Al Nida
- Type: Daily newspaper
- Owner: Kazem Al Solh
- Founder: Kazem Al Solh
- Editor-in-chief: Kazem Al Solh
- Founded: 1930
- Ceased publication: 1940
- Political alignment: Arab nationalism
- Language: Arabic; French;
- Headquarters: Beirut
- Country: Lebanon

= Al Nida (newspaper) =

Daily newspaper in Lebanon (1930–1940)

Al Nida (النداء) was a daily newspaper which was published in Beirut, Lebanon, in the period 1930–1940. The paper also had a French language edition. It is known for being one of the first Arabic newspapers which featured translations of Adolf Hitler's book Mein Kampf.

==History and profile==
Al Nida was established by Kazem Al Solh in Beirut in 1930. He also owned and edited the paper which ceased publication in 1940. It was published daily in Arabic, but also had a French edition. The paper was consisted of eight pages.

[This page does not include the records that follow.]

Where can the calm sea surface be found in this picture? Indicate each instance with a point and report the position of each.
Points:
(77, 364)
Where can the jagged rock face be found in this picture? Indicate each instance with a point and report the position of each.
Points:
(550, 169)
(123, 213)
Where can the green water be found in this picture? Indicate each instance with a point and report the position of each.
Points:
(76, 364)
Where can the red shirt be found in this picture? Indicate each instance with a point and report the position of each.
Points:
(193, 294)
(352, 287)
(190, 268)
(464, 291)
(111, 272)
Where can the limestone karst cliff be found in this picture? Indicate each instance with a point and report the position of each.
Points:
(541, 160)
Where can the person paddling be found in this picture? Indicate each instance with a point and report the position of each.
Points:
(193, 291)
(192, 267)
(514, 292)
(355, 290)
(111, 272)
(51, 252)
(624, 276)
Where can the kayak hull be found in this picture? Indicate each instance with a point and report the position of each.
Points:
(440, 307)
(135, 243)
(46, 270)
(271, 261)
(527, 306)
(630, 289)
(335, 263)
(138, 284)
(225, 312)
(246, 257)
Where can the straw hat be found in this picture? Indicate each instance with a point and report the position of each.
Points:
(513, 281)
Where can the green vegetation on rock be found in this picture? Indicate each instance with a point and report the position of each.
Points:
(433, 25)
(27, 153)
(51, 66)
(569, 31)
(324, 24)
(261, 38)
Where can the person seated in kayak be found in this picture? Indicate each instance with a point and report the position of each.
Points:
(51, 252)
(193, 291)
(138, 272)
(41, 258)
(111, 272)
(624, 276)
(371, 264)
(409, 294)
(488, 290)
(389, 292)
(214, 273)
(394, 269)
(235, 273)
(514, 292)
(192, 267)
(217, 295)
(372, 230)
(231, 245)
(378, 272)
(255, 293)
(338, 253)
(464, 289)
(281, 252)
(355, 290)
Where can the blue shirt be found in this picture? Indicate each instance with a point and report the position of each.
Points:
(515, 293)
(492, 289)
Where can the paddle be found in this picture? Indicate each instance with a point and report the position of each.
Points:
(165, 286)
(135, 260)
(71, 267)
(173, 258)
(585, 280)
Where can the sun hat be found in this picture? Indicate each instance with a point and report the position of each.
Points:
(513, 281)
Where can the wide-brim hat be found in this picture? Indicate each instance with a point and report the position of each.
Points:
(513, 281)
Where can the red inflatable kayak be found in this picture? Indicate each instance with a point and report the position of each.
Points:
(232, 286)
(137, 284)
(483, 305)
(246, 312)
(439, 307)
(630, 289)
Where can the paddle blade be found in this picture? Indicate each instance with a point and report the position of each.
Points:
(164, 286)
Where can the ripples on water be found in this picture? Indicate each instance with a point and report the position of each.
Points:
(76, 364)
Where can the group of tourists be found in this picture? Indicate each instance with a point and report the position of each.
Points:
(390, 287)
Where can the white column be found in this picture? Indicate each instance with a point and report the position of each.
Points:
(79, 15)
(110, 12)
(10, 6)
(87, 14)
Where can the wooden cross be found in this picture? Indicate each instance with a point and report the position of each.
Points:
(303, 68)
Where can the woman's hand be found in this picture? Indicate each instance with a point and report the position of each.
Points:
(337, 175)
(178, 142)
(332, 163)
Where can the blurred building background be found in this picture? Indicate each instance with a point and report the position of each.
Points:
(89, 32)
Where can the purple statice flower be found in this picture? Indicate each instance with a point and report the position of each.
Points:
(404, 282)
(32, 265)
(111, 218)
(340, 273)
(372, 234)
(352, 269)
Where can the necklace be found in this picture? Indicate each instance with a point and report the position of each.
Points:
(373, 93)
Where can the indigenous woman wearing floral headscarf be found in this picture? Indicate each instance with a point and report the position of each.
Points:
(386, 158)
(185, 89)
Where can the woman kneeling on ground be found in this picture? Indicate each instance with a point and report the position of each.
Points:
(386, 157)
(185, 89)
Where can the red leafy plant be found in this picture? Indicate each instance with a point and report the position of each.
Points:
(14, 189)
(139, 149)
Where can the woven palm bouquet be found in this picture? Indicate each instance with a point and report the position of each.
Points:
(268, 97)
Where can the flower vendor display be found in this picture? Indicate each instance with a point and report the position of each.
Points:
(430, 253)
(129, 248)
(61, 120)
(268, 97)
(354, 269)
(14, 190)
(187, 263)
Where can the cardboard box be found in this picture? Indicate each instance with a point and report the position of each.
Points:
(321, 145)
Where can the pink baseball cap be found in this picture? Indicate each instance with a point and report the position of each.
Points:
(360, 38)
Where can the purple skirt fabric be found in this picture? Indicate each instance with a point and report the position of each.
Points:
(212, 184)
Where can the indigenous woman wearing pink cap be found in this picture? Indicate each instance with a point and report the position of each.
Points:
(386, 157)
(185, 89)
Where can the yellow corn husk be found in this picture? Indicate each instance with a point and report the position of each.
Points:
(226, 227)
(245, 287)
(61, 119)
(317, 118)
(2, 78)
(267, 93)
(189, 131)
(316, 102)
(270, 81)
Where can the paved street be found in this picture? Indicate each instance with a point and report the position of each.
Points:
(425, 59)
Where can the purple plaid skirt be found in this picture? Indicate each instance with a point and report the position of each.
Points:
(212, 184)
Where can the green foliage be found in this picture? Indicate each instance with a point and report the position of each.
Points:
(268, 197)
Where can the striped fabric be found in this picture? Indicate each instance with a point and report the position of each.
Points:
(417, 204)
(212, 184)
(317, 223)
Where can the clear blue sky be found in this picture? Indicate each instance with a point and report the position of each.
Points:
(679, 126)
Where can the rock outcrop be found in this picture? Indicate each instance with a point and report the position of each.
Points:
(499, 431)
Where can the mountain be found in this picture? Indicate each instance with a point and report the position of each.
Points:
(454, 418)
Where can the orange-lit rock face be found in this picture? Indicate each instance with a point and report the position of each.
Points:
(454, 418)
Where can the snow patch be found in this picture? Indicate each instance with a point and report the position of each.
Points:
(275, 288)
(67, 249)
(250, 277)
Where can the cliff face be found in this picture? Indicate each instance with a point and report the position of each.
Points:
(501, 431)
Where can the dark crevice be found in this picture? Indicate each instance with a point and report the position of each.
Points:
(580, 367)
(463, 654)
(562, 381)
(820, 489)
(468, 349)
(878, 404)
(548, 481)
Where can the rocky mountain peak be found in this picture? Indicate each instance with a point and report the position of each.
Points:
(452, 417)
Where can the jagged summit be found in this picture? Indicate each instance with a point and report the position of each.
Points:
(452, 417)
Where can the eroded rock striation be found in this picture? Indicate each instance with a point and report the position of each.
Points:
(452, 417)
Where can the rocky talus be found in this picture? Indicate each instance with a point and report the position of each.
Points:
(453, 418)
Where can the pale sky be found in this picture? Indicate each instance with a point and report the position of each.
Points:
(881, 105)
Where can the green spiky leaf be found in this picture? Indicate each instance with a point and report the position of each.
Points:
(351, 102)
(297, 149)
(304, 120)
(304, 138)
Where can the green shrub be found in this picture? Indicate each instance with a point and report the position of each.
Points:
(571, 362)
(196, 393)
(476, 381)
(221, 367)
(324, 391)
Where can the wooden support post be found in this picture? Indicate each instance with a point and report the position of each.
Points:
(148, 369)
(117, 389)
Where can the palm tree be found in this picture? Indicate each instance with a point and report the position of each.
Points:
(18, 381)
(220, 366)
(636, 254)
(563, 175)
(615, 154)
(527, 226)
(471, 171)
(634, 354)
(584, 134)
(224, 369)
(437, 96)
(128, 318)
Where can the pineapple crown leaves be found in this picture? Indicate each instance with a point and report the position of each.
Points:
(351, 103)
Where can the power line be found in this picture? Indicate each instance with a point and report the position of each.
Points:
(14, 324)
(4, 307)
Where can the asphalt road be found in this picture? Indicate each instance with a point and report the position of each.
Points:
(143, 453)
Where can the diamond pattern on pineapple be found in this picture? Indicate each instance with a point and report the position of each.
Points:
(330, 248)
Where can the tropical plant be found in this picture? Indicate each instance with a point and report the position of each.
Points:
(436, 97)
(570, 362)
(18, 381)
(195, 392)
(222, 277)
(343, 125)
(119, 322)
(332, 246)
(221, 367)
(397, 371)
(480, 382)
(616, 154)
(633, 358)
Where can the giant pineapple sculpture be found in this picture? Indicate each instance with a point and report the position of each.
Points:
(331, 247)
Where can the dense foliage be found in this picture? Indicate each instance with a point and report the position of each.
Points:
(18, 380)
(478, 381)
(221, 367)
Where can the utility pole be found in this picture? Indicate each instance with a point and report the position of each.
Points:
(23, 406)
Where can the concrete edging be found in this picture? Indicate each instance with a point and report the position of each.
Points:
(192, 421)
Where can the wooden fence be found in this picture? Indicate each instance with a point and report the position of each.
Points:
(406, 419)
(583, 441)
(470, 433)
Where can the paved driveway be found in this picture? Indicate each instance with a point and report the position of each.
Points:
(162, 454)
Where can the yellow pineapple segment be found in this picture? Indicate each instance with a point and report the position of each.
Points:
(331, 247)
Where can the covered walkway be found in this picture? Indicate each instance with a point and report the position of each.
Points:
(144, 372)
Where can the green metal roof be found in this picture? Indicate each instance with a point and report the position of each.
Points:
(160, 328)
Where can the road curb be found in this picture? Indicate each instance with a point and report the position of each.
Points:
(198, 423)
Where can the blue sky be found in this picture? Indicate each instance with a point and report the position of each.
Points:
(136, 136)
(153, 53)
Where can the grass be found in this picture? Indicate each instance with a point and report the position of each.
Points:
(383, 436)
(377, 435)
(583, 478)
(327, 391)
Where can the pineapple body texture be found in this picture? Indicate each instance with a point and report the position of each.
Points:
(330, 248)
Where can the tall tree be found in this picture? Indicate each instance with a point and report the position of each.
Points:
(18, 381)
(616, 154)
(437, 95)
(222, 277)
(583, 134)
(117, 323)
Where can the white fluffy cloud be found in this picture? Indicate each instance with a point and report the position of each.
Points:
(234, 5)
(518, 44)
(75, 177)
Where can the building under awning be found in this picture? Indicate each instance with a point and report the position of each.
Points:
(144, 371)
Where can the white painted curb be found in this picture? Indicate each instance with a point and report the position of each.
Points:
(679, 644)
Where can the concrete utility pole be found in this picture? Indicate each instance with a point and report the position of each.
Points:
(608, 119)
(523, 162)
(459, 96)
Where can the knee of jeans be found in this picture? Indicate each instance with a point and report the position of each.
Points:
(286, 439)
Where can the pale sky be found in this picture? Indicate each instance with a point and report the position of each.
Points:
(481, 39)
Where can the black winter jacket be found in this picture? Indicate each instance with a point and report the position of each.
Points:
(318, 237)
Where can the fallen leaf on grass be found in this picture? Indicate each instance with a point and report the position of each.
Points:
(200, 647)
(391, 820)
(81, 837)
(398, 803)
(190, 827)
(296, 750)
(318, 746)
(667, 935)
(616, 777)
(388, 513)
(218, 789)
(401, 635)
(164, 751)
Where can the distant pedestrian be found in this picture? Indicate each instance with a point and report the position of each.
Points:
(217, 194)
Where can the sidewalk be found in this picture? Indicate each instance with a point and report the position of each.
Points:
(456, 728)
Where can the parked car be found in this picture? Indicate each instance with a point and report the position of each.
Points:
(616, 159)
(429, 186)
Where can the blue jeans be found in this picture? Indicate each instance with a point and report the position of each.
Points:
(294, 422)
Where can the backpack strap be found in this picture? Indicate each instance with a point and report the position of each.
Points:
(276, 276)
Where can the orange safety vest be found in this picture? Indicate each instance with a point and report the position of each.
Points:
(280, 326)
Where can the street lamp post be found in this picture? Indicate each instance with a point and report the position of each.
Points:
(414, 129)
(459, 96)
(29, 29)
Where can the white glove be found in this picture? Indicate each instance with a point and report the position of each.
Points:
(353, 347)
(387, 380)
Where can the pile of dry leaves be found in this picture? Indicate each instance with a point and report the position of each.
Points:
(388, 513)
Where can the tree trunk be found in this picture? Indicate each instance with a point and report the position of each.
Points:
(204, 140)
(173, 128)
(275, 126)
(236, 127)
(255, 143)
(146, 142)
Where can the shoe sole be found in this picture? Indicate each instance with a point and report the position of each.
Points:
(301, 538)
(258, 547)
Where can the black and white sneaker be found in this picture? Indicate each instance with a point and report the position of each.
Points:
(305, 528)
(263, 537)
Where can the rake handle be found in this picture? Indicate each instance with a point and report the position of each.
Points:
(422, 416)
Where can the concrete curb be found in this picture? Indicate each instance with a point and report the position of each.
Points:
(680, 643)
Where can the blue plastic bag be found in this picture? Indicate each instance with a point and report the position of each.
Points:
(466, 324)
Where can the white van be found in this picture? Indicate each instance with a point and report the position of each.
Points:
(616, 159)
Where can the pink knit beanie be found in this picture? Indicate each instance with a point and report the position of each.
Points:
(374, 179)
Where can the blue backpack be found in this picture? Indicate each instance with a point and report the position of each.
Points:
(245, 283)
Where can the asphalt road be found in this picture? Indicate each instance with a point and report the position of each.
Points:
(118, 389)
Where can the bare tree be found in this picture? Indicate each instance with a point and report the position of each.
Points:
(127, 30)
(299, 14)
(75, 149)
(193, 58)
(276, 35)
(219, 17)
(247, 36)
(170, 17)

Al Nida had an Arab nationalist political stance. Although the daily was based in Beirut, most of its readers were in Damascus, Palestine, Transjordan and Iraq. From January 1934 Arabic translations of Adolf Hitler's book Mein Kampf were published in Al Nida. It was translated into Arabic by Kamel Mrowa, an editor of the paper. The publication of these texts led to criticisms in the country. In response Kazem Al Solh published an editorial to explain his position in regard to the Hitler's ideology stating that he did not support Hitler's race-based theories. On the other hand, Al Solh was a supporter of Hitler’s strategy to revitalize and preserve his nation and national identity. The paper also covered other anti-Semitic materials. During its existence Al Nida was banned several times.